Die Rückfahrt am Sonntag ging wegen viel Gegenwind etwas langsamer voran als die Hinfahrt und auf Höhe Köpenick wollte ein Wahnsinniger mein Schwimmding entern. Er war mit seinen zwei etwa zehnjährigen Kindern auf einem Surfbrett unterwegs, hing sich an mein Boot und ließ sich ziehen. Auf meinen Einspruch hin meinte er: "Kinder, wir übernehmen jetzt die Gewalt über das Schiff, ich zeige euch mal, wie man ein Boot entert." Und tatsächlich machte er den Versuch, auf seinem Surfbrett stehend über das Geländer an Bord zu klettern. Begleitet von Kindergebrüll: "Papa mach das nicht, Papa hör auf !!!"

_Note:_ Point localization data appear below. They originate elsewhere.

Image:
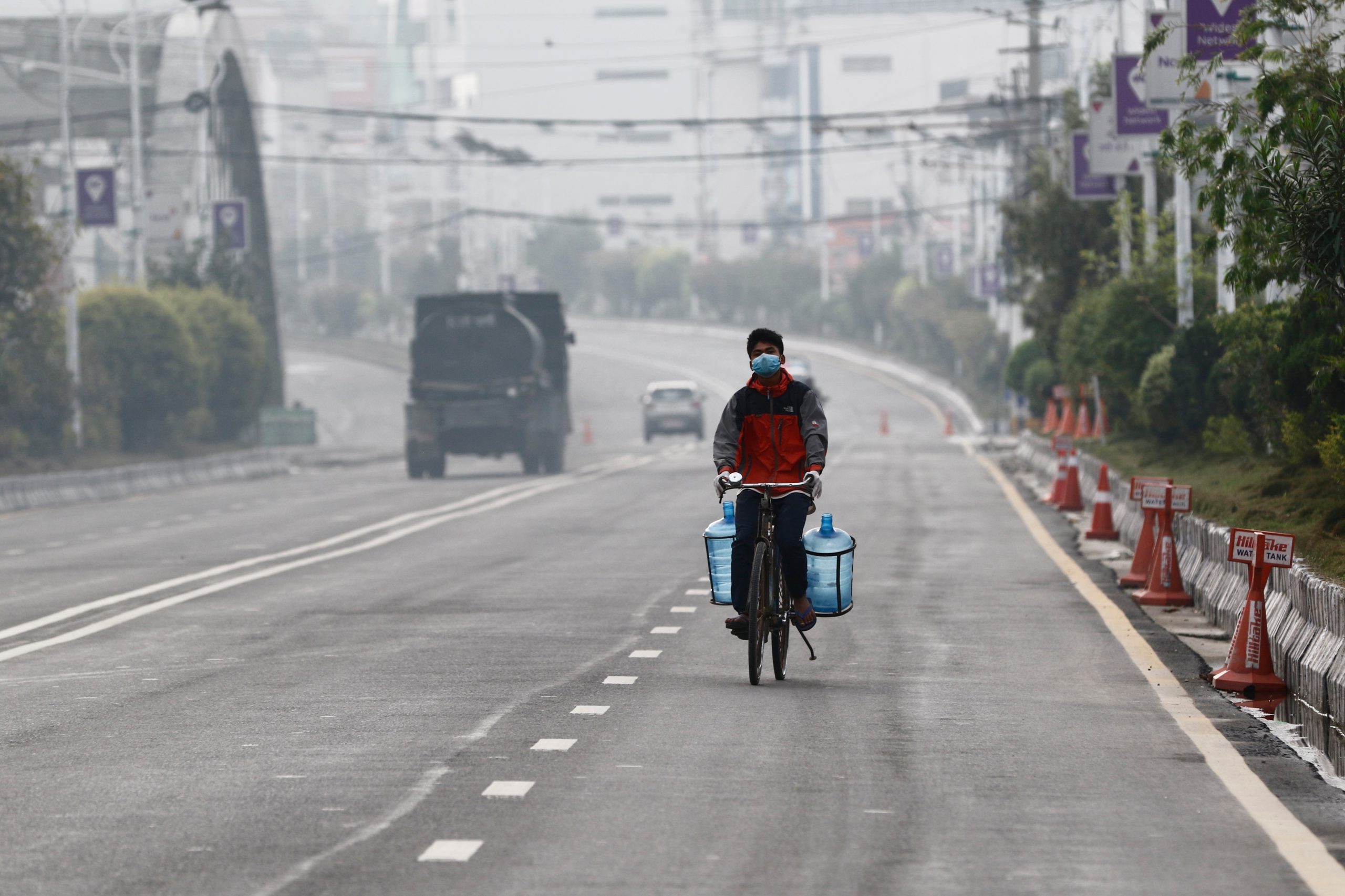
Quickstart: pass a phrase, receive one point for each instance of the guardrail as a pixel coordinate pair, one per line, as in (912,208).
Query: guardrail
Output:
(1305,614)
(49,490)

Was tun? Das Pfefferspray lag irgendwo im Zelt und das Zelt war zusammengeklappt. Wer rechnet auch schon am hellichten Tag mitten in Berlin mit einem Piraten? Sollte man ihm mit dem Bootshaken eins über den Kopf ziehen? Dann wurde der vielleicht ohnmächtig, würde absaufen und man musste ihn auch noch retten und wiederbeleben. Und was würden die Kinder davon halten? Wieso darf so ein Wahnsinniger überhaupt Kinder erziehen? Für jeden Scheiß braucht man hier in Deutschland einen Schein und eine Prüfung, nur für das Erziehen der nächsten Generation nicht, das darf ungestraft jeder Vollidiot.

Ich trommelte dem Piraten mit dem Haken energisch solange auf die Finger, bis er das Geländer losließ und zurück in die Dahme fiel, wo er von seinen Kindern mit dem Surfbrett gerettet wurde.